Compared with other overseas Chinese community organizations, the cohesion of Chinese Christianity is more reflected in the cross-generational transmission of faith, values, and belonging through immigrant churches’ Sunday schools and youth ministry as well as their training and cultivation of youth leaders and workers. By contrast, overseas folk religions and guild-style Buddhist organizations tend to be actively present only among first-generation immigrant groups and are less attractive to second-generation Chinese immigrants. This reflects the lack of cultural metaphors and atmospheres of traditional Chinese families in the organization and the tendency towards religious individualism in larger European society (
Lü 2017).
This research also helps us understand the patterns and mechanisms of transnational and trans-local transmission of Christianity, especially the complex reasons for the recent rise of Chinese immigrant Christianity in the Western world and its inherent diversity. In
The Rise of Christianity, Stark argues that the core doctrines and the accompanying values of religious morality, love, and charity played the ultimately important role in the rise and spread of Christianity in the Western world because “central doctrines of Christianity prompted and sustained attractive, liberating, and effective social relations and organizations” (
Stark 1996, p. 211). This interpretation, based on Western religious norms and historical context, presupposes the “universal moral principles” of a “Western organizational mode of association” (
Fei 1992, p. 79) and may not work in traditional non-Western contexts of social relationships.

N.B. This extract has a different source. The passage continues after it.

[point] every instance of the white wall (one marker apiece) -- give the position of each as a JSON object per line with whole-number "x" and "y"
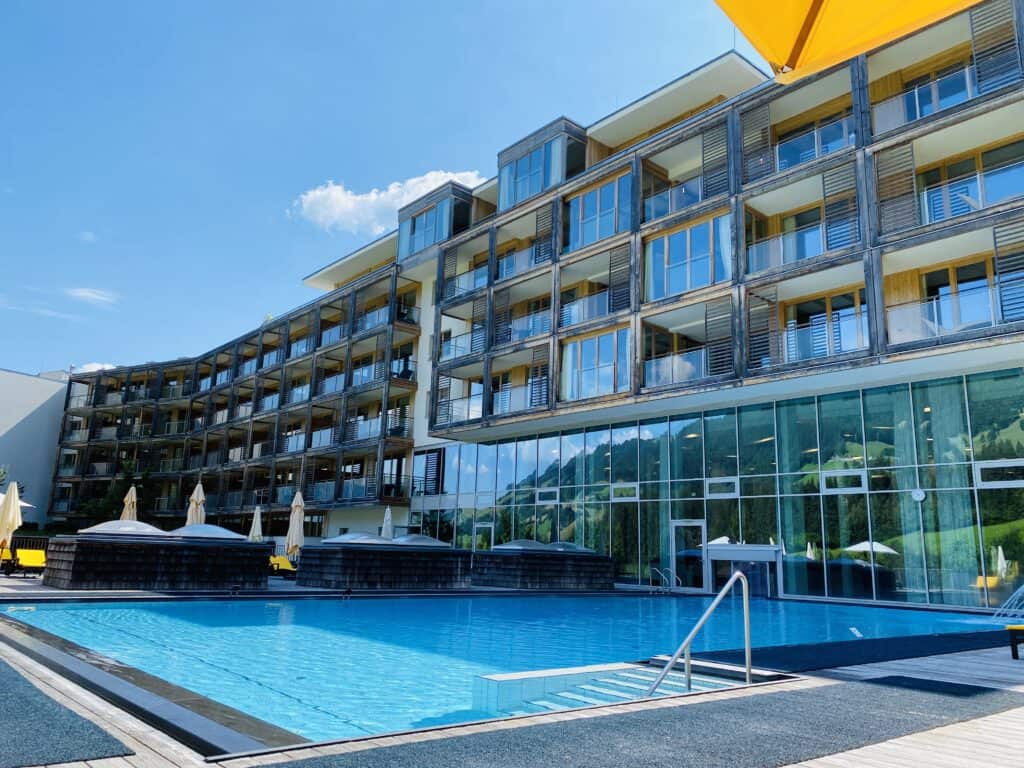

The rise of transnational Chinese Christianity in Europe provides an opportunity for understanding the contextualization and local adaptation of global Christianity. Unlike the default acceptance of the Christian-centric organizational mode of association in the West, this paper has highlighted the transnational dynamics of localization that inspired the spread of a sinicized Christianity overseas. The sense of hometown and motherland rooted in indigenous cultural traditions, along with the construction of local place identity and moral discourse, fuels the cross-regional spread of overseas Chinese Christianity. This indigenous cultural logic speaks to the differential pattern of trust that runs through the practice of Chinese sociality in modern times. In a similar vein, the narrative of repaying the “gospel debt” of Europeans, which was popular in Chinese immigrant churches at the beginning of the 21st century, may be understood as the symbolic extension of this differential pattern of sociality outside the Chinese household and society. “Giving back” to Western missionaries to China by way of assuming the responsibility for sinocentric global evangelization reflects, to a certain extent, the establishment and maintenance of reciprocity and mutuality emphasized by traditional Chinese values.